Well, if it has QCD interactions, it will interact with quarks (which are charged), and in turn might cause indirect emission of EM radiation. Right?
Cannot be so, because QCD interactions happen in the dimensions of a fermi, $1×10^{−15} m$ at most. Very large energies of individual particles are needed for the particles involved in order for QCD effects to dominate, due to the structure of the QCD force.
It is only in the cosmological models that a period where QCD interactions dominate, the quark gluon plasma in the Big Bang model, that such energies can be achieved so that the QCD interactions could dominate.
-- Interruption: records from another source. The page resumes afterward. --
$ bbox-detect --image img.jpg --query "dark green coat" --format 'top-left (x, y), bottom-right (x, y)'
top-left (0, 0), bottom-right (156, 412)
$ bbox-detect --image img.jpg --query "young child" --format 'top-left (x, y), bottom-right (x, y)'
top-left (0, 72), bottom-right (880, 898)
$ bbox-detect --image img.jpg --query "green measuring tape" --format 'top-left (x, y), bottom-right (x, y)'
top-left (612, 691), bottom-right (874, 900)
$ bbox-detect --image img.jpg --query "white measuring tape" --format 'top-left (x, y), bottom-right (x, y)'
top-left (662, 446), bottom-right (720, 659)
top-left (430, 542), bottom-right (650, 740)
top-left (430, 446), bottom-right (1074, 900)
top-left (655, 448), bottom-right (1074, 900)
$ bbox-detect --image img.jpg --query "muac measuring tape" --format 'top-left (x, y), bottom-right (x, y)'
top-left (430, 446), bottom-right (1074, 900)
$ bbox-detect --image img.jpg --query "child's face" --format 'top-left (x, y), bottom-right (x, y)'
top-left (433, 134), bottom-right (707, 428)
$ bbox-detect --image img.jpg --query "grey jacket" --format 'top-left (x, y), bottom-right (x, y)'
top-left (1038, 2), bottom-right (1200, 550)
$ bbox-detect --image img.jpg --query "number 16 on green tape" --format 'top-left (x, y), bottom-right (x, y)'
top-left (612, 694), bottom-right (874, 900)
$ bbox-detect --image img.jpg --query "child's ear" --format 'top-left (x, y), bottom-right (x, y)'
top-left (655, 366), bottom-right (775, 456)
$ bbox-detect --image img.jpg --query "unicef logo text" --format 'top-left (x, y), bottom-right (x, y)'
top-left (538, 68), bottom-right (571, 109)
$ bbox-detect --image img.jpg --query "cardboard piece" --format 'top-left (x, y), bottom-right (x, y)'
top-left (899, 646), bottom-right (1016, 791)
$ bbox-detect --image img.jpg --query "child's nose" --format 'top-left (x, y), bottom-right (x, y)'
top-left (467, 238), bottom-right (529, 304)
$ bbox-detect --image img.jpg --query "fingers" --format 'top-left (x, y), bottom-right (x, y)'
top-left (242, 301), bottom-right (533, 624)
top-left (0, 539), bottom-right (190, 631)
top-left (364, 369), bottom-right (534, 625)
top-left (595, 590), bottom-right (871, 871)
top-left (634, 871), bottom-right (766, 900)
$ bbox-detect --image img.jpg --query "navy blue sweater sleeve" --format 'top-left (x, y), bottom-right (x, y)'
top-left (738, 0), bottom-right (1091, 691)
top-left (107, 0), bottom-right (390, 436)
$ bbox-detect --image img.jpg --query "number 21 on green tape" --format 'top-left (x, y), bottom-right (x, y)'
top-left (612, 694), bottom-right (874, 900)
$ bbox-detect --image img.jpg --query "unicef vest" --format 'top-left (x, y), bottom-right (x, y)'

These energies cannot be found in the dark mass needed to explain the galactic rotational curves etc. the energy density is too small:
Dark matter is a form of matter thought to account for approximately 85% of the matter in the universe and about a quarter of its total mass–energy density or about $2.241×10^{−27}$ kg/m3
Discussing within the standard model, energies that allow for QCD direct interactions can be found in neutron stars and supernovas, not in apparent interstellar space, at the end of rotation curves, where dark matter dominates.
Models beyond the standard model propose new particles, but still color neutrality and asymtotic freedom, i.e. no free quarks and gluons, has to be obeyed, so interactions of these particles cannot be strong at the available in space energy level densities.To have effects of free quarks and gluons needs energies over GeV.